Tuesday, September 28, 2010

Chicken with Potatoes, Asparagus, Mushrooms, and GARLIC!

Today is my first time writing about my cooking. I am not an overly eloquent person so I will try to describe my thought processes. I have always loved cooking, but the past year has led me to really explore myself as a cook.

While shopping at the neighborhood store (Walmart), I decided on doing a chicken dish. I know I wanted to use chicken breasts and incorporate potatoes. I always get something green in, Mom's lessons never die, and I am tired out on broccoli, so asparagus was my green veggie. Mushrooms were already in my pantry, because I forgot to put them in my last dish of Beef and Broccoli. Lastly, Garlic....we have a long standing relationship, Garlic and I. For awhile I didn't use it because I was afraid of relying on it too much, but it has wormed its way back into my pantry.

Lets start with the chicken: with most of the pre-packaged chicken I find that cutting off those last few pieces of fat kind of fun. I get to choose which pieces go in and which ones go straight into the garbage. I like to cut the breasts into smaller chunks because I find the overall coating and cooking time are much faster. I am a huge fan of the prepared spices from Montreal Seasonings. I dearly love Montreal Chicken Seasoning.
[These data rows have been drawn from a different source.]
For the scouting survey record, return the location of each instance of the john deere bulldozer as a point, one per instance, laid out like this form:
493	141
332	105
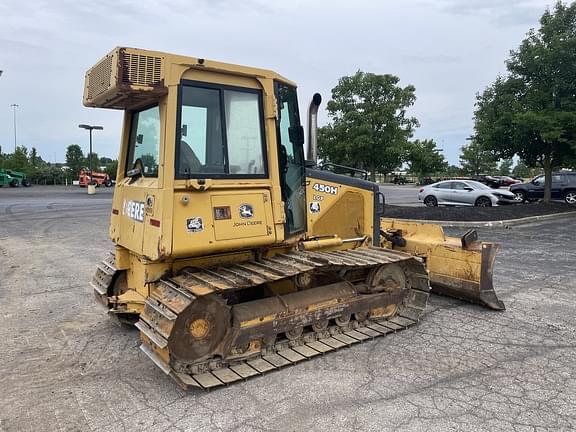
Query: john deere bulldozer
234	254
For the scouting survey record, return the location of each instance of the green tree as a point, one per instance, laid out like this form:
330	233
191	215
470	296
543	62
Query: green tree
531	112
18	160
424	158
74	159
453	171
34	158
368	124
505	167
475	159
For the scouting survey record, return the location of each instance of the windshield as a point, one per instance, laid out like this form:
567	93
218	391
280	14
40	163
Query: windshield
478	185
220	133
144	142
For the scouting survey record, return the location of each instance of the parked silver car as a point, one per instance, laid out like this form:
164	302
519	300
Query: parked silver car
463	192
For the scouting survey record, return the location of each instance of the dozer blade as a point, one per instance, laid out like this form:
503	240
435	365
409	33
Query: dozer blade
458	267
I add a generous dash, or six, of the seasoning and added Tapitillo Hot Sauce, a wonderful Mexican brand, for a little kick.

For the potatoes: I used yellow flesh potatoes with the skin peeled off and chopped into bite size chunks. I threw them in very hot oil with a generous dash of an Italian Herbs seasoning and some S&P. After about a minute I tossed in the minced garlic and turned it down to medium.

The asparagus I chopped into thirds and added chopped mushrooms and cooked them in an olive oil/margarine blend. I always have enjoyed that extra little pop of flavor the margarine adds to the asparagus. I wish I had some shallots to add to that dish.

After about 7-8 minutes for the potatoes and 4-5 for the asparagus I added the asparagus/mushroom mix into the potatoes and covered and steamed at a medium-low temperature. This helped me keep a crispy texture to the potatoes while steaming the insides to a creamy inside. The garlic was able to finish out to that buttery finish that I love so much.

There is the finished plate. I am not big into garnishing or adding extras. A big bonus was a nice broth that the chicken gave me. I wish I had thought of some crusty bread to soak through the broth. Next time I will think of that.

Next post will be on Thursday night and I am thinking lasagna or a made from scratch sauce and pasta. Any suggestions?

Thanks for taking the time out of your day to read my attempt at being a food blogger.